Hi again,
thanks for reporting this. In the light of what you're seeing, setting oom_score_adj=-1000 for sshd indeed seems unnecessary in Qlustar 14 as socket activation will restart sshd if it got killed by OOM activity. We'll do some further testing on this and will remove the setting in the next security/bugfix release if no issues pop up. We'll also check whether it's not too complicated to implement the same behavior in Qlustar 13.
Best,
Roland
On 11/10/25 14:07, Rolandas Naujikas via Qlustar General wrote:
Hi,
Recently I found that our login nodes are abused with users running heavy nodejs sessions (from visual studio code). I setup some memory limits for users and OOM is coming, but cannot kill users processes, because all of them are with oom_score_adj=-1000. It is coming from parent sshd server also with oom_score_adj=-1000.
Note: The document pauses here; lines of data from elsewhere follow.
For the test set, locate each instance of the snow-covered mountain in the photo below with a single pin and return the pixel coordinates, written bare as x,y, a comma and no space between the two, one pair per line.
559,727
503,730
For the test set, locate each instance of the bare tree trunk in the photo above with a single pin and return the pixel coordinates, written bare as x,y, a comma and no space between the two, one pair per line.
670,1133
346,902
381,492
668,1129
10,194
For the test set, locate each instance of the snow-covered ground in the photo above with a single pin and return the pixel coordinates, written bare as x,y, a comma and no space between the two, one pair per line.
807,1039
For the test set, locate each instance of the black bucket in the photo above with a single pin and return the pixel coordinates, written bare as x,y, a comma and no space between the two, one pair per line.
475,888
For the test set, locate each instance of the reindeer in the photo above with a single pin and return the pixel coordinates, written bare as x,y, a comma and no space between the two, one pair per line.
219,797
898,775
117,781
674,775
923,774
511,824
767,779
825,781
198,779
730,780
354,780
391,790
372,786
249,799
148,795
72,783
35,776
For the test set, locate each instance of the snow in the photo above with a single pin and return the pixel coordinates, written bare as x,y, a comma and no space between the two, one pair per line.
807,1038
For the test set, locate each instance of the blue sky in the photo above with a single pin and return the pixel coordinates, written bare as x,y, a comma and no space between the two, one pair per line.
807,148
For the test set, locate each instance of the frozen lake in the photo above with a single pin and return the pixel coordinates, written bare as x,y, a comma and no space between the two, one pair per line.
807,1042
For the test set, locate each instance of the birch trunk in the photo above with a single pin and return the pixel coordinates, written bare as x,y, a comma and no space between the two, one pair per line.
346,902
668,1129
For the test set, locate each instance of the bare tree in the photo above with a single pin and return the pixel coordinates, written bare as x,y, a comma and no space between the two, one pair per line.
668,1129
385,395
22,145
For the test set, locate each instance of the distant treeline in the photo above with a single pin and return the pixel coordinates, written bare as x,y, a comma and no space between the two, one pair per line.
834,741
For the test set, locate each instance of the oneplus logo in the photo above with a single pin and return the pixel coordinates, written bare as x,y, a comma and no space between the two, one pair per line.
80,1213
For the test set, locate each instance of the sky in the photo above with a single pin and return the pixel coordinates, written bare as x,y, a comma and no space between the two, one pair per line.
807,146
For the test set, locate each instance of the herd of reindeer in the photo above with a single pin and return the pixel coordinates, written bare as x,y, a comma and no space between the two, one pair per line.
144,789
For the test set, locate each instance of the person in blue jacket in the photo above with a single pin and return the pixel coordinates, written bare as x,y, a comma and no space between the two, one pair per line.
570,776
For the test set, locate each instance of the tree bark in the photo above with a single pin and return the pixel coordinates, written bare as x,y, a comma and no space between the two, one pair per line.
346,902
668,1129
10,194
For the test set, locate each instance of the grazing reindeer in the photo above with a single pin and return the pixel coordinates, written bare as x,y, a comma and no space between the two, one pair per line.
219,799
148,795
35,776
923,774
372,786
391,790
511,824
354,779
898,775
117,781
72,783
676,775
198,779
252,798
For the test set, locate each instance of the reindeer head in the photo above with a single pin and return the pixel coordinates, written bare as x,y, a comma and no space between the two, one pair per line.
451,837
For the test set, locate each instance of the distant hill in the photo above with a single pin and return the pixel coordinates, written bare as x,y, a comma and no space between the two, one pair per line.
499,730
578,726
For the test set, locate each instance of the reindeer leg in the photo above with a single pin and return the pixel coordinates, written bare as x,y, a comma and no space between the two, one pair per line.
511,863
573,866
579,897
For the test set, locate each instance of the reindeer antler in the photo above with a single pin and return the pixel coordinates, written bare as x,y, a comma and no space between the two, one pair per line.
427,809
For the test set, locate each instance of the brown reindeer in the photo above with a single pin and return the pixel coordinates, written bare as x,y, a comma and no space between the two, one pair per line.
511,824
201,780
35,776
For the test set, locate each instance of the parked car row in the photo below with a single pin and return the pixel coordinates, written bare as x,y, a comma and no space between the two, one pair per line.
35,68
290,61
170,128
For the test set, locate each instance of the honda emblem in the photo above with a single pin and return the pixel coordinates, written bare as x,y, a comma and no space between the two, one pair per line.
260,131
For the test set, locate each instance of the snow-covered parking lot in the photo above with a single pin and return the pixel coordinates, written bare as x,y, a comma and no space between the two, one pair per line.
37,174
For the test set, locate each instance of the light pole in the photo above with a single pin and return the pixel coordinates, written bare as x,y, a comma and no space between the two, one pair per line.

As a workaround I'm stopping traditional ssh server and starting ssh.socket at boot (via rc.boot script). Now oom_score_adj=0 as it should be. That is also important for computing nodes with ssh connection enabled.
Regards Rolandas
P.S. We are still on Qlustar 13, so I don't know situation on Qlustar 14, but it could be different because ssh connection in Ubuntu 24.04 LTS is activated via ssh socket already.